With Fitzmagic running it back, Tua will have time to ease onto the field, and there are no ‘win now’ expectations for Miami. You have to think this was the perfect scenario for both the Fins and Tua, who had a historically efficient college career and also has the leadership intangibles to serve as the face of the franchise. Time to break that Marino streak?
Loser: Top Running Backs
There were questions entering Round 1 about whether any running backs would be selected. Kiper had D’Andre Swift going No. 32, J.K. Dobbins No. 38, Jonathan Taylor No. 45, and Clyde Edwards-Helaire No. 52.
But Edwards-Helaire was surprisingly the one back selected, as Kansas City took him with the final pick of the first round. This has got to be an exciting situation for the young back, who joins Pat Mahomes, Tyreek Hill, Travis Kelce, Damien Williams, and company in Andy Reid’s vaunted, Super Bowl-winning offense.
Yet you have to wonder why Kansas City took him so early. The other three top backs are likely scratching their heads, too.
Winner: Arizona Cardinals
The Cards are already looking stacked on offense, with Kyler Murray entering Year 2 after a promising rookie campaign, Kenyan Drake back for at least one year, DeAndre Hopkins joining the fold, and Larry Fitzgerald somehow staying productive into his 60s.
Now the Cardinals add the most versatile defensive player in the draft, as Clemson’s Isaiah Simmons fell to them at No. 8. Kiper had Simmons going No. 4 to Big Blue.
This pick was an absolute lay-up and he was only on the board because the top 7 teams had very specific needs, mostly on the offensive side of the ball. With Simmons and Chandler Jones, the Cardinals have a couple studs on defense to join their suddenly impressive offense.
Don’t sleep on a potential playoff run from Kliff Kingsbury & Co.

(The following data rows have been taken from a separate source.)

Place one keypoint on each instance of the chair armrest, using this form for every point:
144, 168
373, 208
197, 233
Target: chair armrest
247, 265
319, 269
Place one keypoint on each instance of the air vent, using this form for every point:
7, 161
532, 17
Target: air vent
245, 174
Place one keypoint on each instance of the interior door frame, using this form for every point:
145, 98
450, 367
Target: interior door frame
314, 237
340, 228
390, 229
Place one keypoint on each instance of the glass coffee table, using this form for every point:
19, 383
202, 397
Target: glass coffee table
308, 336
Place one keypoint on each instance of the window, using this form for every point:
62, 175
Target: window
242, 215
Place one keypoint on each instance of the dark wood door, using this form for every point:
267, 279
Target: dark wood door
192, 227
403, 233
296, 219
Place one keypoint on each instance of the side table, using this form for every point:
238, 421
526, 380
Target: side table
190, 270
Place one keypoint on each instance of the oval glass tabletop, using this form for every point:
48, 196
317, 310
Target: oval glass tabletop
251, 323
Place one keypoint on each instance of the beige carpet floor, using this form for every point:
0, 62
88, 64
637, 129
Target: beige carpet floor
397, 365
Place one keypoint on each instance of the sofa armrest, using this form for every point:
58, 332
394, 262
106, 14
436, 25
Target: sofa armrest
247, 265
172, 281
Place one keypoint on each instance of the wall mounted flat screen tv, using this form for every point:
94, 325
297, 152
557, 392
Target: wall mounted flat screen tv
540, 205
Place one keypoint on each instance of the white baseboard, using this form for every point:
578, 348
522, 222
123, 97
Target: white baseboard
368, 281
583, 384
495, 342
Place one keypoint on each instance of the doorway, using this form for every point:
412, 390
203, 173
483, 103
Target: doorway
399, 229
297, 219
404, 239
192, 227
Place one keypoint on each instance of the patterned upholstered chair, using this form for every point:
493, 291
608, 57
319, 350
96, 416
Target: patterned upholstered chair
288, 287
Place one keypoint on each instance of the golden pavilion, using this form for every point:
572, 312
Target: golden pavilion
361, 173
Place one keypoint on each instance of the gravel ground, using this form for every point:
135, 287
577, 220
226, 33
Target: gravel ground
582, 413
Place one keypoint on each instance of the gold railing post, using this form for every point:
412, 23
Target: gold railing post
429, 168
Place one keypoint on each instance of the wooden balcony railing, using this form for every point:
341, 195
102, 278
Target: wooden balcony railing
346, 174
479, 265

Loser: Philadelphia Eagles
Yes, the Eagles snagged some much-needed WR help when they took TCU's Jalen Raegor in the first round, but a lot of people were scratching their heads. Not because the Eagles took a WR, but because they picked Raegor instead of some other guys on the board, like LSU's Justin Jefferson. Look, Raegor might end up working out fine for the Eagles, but his scouting report weakness was drops and that's the last thing the Eagles need from an already weak WR core.
Winner: Minnesota Vikings
Let's call this the opposite of the Eagles night. The Vikings were patient and landed Justin Jefferson to replace Stefon Diggs. That's a legit homerun for them. Even better, they were able to trade back, pick up some extra picks and grab one of the top DBs on the board in Jeff Gladney. Just an overall huge night for the Vikings. And with the Packers basically not trying to help Aaron Rodgers right now, the Vikings look like a legit favorite in the NFC.
Loser: New Orleans Saints
This is almost as bad as the Packers trading up for a QB. Yes, the Saints got a nice prospect in Cesar Ruiz from Michigan, but they already had a legit center on their offensive line. Was this really a huge need? Why not bolster the defense or even add another WR to their already great offense? This was a head-scratching move from New Orleans with who else was on the board.